Eine Mutation mache in der Regel nicht gleich einen Impfstoff unwirksam, das gehe graduell und dauere ein paar Jahre. Viel wahrscheinlicher sind sogenannte Escape-Mutationen nach Angaben der Experten beim Einsatz sehr spezifisch wirkender Medikamente, die relativ schnell zu deren Unwirksamkeit führen könnten, etwa bei HIV.

Infektionsketten nachverfolgen
Den größten Nutzen bieten umfangreiche Daten aus Genomanalysen, um Infektionsketten zu verfolgen. Es gebe große Sicherheit, dass die Pandemie in Wuhan in China ihren Anfang genommen habe, sagt Neher.

Gleichzeitig sei der aktuelle SARS-CoV-2-Ausbruch in Peking vermutlich auf ein Wiedereinschleppen des Erregers aus Europa zurückzuführen. Im Genom der aktuell in Peking zirkulierenden Erreger wurde die D614G-Mutation nachgewiesen, die sich vor allem bei den in Europa verbreiteten Stämmen durchgesetzt hat.


„Die D614G-Mutation ist die bisher relevanteste“, erklärt Weber; sie habe den Erreger vermutlich stabiler gemacht. Chinesische Forscher berichten über erste Hinweise dafür, dass diese Mutation auch das Virus infektiöser mache. Ob auch die Pathogenität erhöht wird, ist unklar.

Im an der Universität Basel bereits seit einigen Jahren laufenden Forschungsprojekt „Nextstrain“ werden Stammbaum-Analysen von Virusgenomen, jetzt auch zu SARS-CoV-2, in Echtzeit interaktiv verfügbar gemacht. Dadurch werde die Diversität von Virusstämmen nachvollziehbar, berichtet Neher.
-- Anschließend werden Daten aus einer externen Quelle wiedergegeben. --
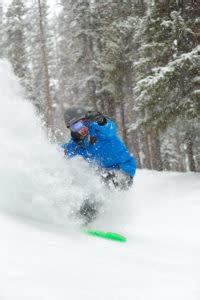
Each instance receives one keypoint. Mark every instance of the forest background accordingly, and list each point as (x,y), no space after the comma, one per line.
(138,62)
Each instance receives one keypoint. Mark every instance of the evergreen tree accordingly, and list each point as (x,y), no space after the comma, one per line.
(40,50)
(15,43)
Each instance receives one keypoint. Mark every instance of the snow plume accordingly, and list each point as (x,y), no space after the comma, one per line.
(35,179)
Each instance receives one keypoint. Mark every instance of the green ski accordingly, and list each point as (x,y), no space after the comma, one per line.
(105,235)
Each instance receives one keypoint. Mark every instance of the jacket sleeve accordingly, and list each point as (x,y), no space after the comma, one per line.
(70,149)
(106,131)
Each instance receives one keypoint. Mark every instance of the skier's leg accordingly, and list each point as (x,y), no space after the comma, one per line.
(116,179)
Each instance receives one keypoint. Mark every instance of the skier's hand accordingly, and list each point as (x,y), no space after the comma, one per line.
(96,117)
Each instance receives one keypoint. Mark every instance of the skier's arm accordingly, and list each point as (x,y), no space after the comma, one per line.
(70,149)
(106,130)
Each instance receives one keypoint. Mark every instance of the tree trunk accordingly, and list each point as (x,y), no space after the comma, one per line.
(155,154)
(46,70)
(189,137)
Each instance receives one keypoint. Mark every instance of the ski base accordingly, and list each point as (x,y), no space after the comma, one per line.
(105,235)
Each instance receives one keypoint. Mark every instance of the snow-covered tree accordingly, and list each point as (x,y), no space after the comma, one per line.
(15,42)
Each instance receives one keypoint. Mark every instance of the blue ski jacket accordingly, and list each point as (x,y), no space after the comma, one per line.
(102,147)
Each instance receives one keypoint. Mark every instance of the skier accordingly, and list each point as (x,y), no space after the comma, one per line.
(94,137)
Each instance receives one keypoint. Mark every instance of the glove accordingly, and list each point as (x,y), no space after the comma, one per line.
(96,117)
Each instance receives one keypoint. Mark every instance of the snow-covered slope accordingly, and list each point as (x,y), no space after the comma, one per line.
(43,256)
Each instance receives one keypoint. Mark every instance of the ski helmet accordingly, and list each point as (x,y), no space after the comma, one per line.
(74,113)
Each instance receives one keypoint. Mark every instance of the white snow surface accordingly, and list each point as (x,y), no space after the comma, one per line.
(44,255)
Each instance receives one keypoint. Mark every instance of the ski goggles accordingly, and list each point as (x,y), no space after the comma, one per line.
(79,127)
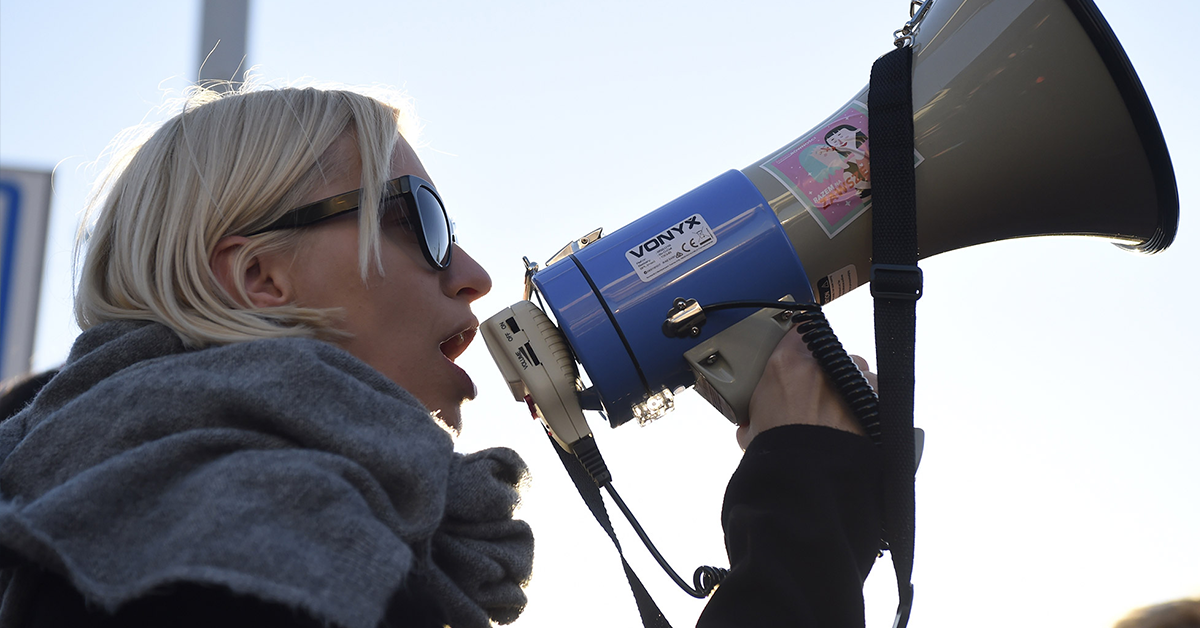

Das Projekt, in dem bisher auch Verläufe von Influenza-Epidemien untersucht worden seien, habe durch die Corona-Pandemie eine noch höhere Aufmerksamkeit bekommen. Nach den Daten zu weltweit zirkulierenden SARS-CoV-2-Varianten gebe es bisher keine eindeutigen Hinweise dafür, dass Erreger in Regionen mit hohen Fallzahlen, zum Beispiel Italien oder Großbritannien, infektiöser als in anderen Regionen seien, berichtete Neher.

Daten bestätigen allerdings die Einschätzungen, dass am Anfang der Pandemie in Europa viele SARS-CoV-2-Stämme aus Wintersport-Orten in andere Regionen weitergetragen wurden.